The Kostoglotov and Umez tapes are now for sale from the paypal buttons on the right, plus Kostoglotov's tapes 'Louis Althussar knows why my heart is asunder' has already received two favourable reviews from A Closer Listen and Soundblab, see below:
Louis might be aware of Kostoglotov’s malady but having died in 1990, the French philosopher isn’t really in a position to say. The music on this tape captures a mood of ineffable sadness though, so we are definitely aware that hearts are asunder, even if we’re not sure exactly why. Opening with the mournful arpeggio of an analogue synth, he gradually introduces layers of texture into the arrangement; a drone, a bassline, the clang of percussion, which reaches a swell of sound before swiftly dissolving. The second side unveils a puttery keyboard pattern that seems to be playing the rhythm, but not the tune of “The Gonk” from, before splitting amoeba-like into multiple synths which eventually coalesce into a beat and a swirling cloud of atmospheric texture. The tape takes us on some journey, for despite remaining fairly downbeat and introspective throughout, it’s an immensely pleasurable listening experience. If you love cassette releases, grab this now, to these ears it’s an early contender for tape of the year.
A Closer Listen
London-based knob-twiddler, Dalston clubnight maven and (full disclosure) Soundblab contributor Kostoglotov aka Daryl Worthington gained some exposure last year with a plethora of releases. He kicks off 2013 with this new one on Liminal Noise Tapes. Divided into two long pieces of music, each one split into three sections,Louis Althusser knows why my heart is asunder is, as its title suggests, inspired by the life of post-modern Marxist philosopher Louis Althusser, although I don't think you necessarily need to know that to enjoy the music.

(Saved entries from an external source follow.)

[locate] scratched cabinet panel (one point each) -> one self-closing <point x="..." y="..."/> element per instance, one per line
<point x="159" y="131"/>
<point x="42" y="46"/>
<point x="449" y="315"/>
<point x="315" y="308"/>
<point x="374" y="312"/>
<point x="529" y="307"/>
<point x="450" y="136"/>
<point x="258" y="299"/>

'Side A', then, begins with twinkling, utopian synths and warm washes, very much in the vein of Vangelis, and stays like this for a good few minutes before some unsettling rhythms emerge, leading to a new section where desolate pads underpin an echoing siren-sound. Kostoglotov expertly builds the music here, layering textures to maximise both an emotional depth and a sense of a wide, barren space. After the flat emptiness comes what sounds like a brief evocation of a busy city-scape, which in turn gives way to a longer final section of recurring chimes and burbling synths, recalling Cluster at their most pastoral.
'Side B' continues this bucolic theme, beginning with airy, vapour trail synths chuntering along in a blue sky. Here, the music unwinds and builds slowly, again adding textures in the style of Tangerine Dream at their most 70s kosmische. Eventually, this falls away as the music moves into a sparser, stiller phase, with only minimal, clict thking beats to give a sense of movement. The following section, however, feels as though it begins almost arbitrarily, with no build-up. It's the one time Kostoglotov's production skills seem to fall short. That said, the music itself remains lovely, so it's not a huge deal.
Overall, the music on 'Side B' is cinematic, widescreen, with a travelogue feel that recalls Dam Mantle. It feels like a sincere attempt to filter some 70s progressive influences through a modern lens and in this it succeeds.Louis Althusser knows why my heart is asunder could maybe do with a few more peaks and troughs throughout, but 'Side A' is a never less than interesting listen while 'Side B' is simply gorgeous. Definitely an artist worth keeping an eye on.